Yeni Şafak’ın başyazarı İbrahim Karagül, bugünkü “Bütün hesapların üstündeki hesap..” başlıklı yazısında son günlerde ortaya çıkan bozguncu gruba dikkat çekerek “Yeni ‘Haşhaşiler’e” dikkat çekti.
Başbakan Ahmet Davutoğlu’nun devrilmesinden hemen önce “Pelikan Dosyası” adıyla yayınlanan blog sayfasında, “İbrahim Karagül (1 Kasım seçimlerine bir hafta kala, içinde Ali Bulaç gibi paralellerin de ilk sayfada yer aldığı “gelin uzlaşalım kampanyası” başlattı; “Kabinede mason bakan korkusu” türü haberlerle kabineye ayar vermeye çalıştı) ve Yeni Şafak ekibinin neredeyse tamamı (elbette ki Salih Tuna, İsmail Kılıçarslan, Leyla İpekçi, İbrahim Tenekeci gibi bazı istisnalar hariç).” diye anılan Yeni Şafak Genel Yayın Yönetmeni, eskisi bitmeden yeni “haşhaşileri” hedefe oturttu.
Davutoğlu’nun devrilmesinden sonra AKP içerisinde “Reisçiler” cephesinden saldırıların devamının geleceğine ilişkin bir endişe taşındığı anlaşılıyor.
Karagül’ün sosyal medyada binlerce kez paylaşılan yazısındaki ilgili bölüm şöyle:
Burada, Gezi ve 17 Aralık müdahalelerine direnenlerin, hiç ummadığı bir yerden darbe yiyebileceği ihtimaline dikkatinizi çekmek istiyorum. Bizler büyük Türkiye derken, mücadele derken, tarih yapıcı rol derken, haritalar yeniden çiziliyor derken birilerinin, karanlık köşelerde, özel olarak hazırlanan karargahlarda, kahvelerini yudumlayıp manzara seyrederken şantaj listeleri hazırladığını, itibar suikastleri için senaryolar yazdığını, paralelle mücadelede öğrendikleri fitne taktiklerinin pratiklerini yaptığını gördük.

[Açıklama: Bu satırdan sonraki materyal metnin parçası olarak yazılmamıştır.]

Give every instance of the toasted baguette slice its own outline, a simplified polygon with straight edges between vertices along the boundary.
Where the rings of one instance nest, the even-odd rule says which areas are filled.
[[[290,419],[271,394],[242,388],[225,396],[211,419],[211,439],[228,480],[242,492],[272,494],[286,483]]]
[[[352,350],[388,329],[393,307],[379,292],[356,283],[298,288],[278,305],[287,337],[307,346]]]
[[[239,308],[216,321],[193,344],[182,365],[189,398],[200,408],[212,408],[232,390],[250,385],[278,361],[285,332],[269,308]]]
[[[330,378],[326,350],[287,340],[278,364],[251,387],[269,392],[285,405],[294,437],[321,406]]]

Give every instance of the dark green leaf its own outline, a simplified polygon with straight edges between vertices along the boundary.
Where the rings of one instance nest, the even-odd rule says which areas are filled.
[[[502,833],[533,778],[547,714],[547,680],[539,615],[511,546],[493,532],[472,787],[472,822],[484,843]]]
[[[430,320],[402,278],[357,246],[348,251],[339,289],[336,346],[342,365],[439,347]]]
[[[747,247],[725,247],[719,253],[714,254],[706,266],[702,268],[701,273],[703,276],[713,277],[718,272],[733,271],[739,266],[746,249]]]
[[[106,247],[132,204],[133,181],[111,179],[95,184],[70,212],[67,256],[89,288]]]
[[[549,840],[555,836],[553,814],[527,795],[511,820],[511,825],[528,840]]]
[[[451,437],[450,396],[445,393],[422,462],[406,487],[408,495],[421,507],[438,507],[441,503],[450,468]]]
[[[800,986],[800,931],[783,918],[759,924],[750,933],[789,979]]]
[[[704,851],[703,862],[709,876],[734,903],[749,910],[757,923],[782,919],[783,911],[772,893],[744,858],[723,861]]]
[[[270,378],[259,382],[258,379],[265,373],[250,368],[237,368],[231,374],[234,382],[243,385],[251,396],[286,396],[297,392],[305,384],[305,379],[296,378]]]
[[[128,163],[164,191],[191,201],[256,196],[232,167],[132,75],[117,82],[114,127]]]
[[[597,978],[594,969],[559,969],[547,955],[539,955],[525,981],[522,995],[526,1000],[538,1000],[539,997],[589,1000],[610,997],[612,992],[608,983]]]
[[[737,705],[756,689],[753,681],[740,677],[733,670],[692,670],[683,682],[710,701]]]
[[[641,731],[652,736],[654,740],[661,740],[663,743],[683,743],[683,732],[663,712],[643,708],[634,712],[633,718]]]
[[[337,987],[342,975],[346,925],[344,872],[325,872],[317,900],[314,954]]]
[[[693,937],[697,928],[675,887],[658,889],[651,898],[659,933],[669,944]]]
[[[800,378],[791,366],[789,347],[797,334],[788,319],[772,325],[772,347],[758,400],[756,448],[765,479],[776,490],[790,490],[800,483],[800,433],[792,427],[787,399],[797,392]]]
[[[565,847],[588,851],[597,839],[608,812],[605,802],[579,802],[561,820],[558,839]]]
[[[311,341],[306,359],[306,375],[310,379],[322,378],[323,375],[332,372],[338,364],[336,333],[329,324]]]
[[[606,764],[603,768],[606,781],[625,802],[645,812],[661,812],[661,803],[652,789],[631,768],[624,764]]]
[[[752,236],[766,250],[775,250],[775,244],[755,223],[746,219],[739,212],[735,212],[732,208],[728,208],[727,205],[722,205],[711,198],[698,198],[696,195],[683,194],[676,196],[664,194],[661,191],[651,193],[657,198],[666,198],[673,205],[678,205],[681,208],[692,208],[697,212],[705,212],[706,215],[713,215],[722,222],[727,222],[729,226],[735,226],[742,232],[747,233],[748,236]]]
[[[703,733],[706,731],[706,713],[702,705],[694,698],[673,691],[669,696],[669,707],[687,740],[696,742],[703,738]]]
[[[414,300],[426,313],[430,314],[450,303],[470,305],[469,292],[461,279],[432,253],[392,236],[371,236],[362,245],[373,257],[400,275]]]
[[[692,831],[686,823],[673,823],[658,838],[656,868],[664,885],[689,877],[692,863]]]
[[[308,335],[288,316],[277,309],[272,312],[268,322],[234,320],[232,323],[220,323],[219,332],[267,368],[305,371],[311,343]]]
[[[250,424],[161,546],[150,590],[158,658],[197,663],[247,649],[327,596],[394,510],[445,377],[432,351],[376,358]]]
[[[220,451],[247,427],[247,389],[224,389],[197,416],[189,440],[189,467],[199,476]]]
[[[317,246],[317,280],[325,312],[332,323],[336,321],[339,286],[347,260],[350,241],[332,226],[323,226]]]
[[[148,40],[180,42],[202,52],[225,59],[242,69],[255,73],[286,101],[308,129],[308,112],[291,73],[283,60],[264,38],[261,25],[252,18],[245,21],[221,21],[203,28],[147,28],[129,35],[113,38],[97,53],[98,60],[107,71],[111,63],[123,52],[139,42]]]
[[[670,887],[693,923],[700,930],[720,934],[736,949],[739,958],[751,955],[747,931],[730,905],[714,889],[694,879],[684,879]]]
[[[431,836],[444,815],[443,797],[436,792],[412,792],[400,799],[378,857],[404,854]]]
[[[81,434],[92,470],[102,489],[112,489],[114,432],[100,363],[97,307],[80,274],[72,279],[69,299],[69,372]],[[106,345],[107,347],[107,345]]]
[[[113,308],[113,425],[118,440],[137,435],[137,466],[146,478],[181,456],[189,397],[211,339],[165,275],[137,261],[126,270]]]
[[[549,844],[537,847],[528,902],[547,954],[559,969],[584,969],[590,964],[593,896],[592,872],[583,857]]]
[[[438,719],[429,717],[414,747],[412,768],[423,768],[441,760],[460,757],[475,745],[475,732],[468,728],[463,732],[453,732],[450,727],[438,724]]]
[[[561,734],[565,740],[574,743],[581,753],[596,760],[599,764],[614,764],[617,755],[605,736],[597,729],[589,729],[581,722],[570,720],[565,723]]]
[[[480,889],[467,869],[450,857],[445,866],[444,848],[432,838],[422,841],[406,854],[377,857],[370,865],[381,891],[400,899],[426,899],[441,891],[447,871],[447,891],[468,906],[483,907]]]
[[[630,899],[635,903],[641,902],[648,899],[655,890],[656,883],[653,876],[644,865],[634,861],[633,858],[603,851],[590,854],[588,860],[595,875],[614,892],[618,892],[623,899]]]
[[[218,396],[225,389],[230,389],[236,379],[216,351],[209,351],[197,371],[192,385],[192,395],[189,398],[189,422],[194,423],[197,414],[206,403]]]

Bu konjonktür fırsatçılarının terör ihalesi peşinde koşanlardan hiçbir farkı yoktur. Uç kuruşluk çıkar uğruna, bütün bu çabaları zehirlemek için, gizli saklı toplantılar yapmakta, adam asmaca oynamaktadırlar. Ne kadar gizlenseler de herkes kimlerin nerede neler yazdıklarını isim isim bilmekte ama bu yüz kızartıcı çabalara rağmen susmayı tercih etmektedir. Susmanın sebebi korku ve yılgınlık değil, yanlış anlaşılmasın. Bu çirkeflikten uzak durma çabasıdır.
Bulaşıcı hastalık gibi
Siyasi iktidarın, ekonomik iktidarın alabildiğine genişlediği bir dönemde entelektüel anlamda hiçbir şey üretemeyişimizin sebebi işte bu sığlıktır ve bulaşıcı hastalık gibi yayılmaktadır. Hakaret, iftira ve şantajların, bir akıl tutulması, bir tür zehirlenme hali olduğunun farkındayız. Söz konusu komitacılara bir dur diyen çıkmadıkça, çirkinlik bütün değerleri ve hedefleri silip süpürecektir.
Ayrıca, hiçbir zaman bu kavganın hiçbir yerinden olmayanların, her fırsatta başka bir mahallede iş kotarmaya çalışanların bizlere ayar vermeye yeltenmesine kimse müsaade etmez, bu biline. Unutmasınlar, susmak sadece yüzsüzlükten uzak kalma ve o büyük mücadeleye saygı içindir.
Yeni bir Haşhaşi geleneğine tahammülümüz yoktur, olmayacaktır.